Negotiators from the two sides are in talks to form a coalition government. They said the agreement would involve listed companies and those with a works council.
Three weeks of coalition talks have made modest progress. Both sides are making concessions but the conservatives want their victory in September's election reflected in the deal.
Germany introduced voluntary targets for women in top management positions in 2001, but little changed. In 2011 blue-chip companies agreed to try to boost women on boards, again through voluntary targets.
The centre-left SPD had pushed for 40 percent women on boards in stages from 2021. The conservatives had resisted fixed targets.
"This is an important signal to improve the career chances for women and for greater equality in the labour market," said Manuela Schwesig, who led the talks for the SPD.
Annette Widmann-Mauz, leading the talks for Merkel's conservative Christian Democrats (CDU) and Christian Social Union (CSU), called the agreement a breakthrough for women.
Under the new law, companies unable to appoint women to at least 30 percent of open board seats from 2016 would be required to leave those seats vacant.
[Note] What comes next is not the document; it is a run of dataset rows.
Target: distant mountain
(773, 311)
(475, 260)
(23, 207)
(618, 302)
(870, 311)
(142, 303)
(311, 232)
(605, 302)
"It's a toad that we're going to have to swallow," said CDU parliamentarian Michael Fuchs. "There are companies where that's going to be difficult."
Women currently hold about 12% of corporate board seats, according to German media reports.
Among the 30 largest DAX companies, women have 101 of the 488 board seats, or 22%, according to the DSW, Germany's largest association of private investors.
The European Commission last year proposed requiring companies with more than 250 workers and listed in European Union countries to have 40% of women on their boards by 2020. But Germany and other EU countries resisted. Germany said those rules should be set at the national level.
Norway, which is not an EU member, imposed a 40% quota in 2003, a target reached in 2009. Norwegian companies can be liquidated if they fail to reach the target.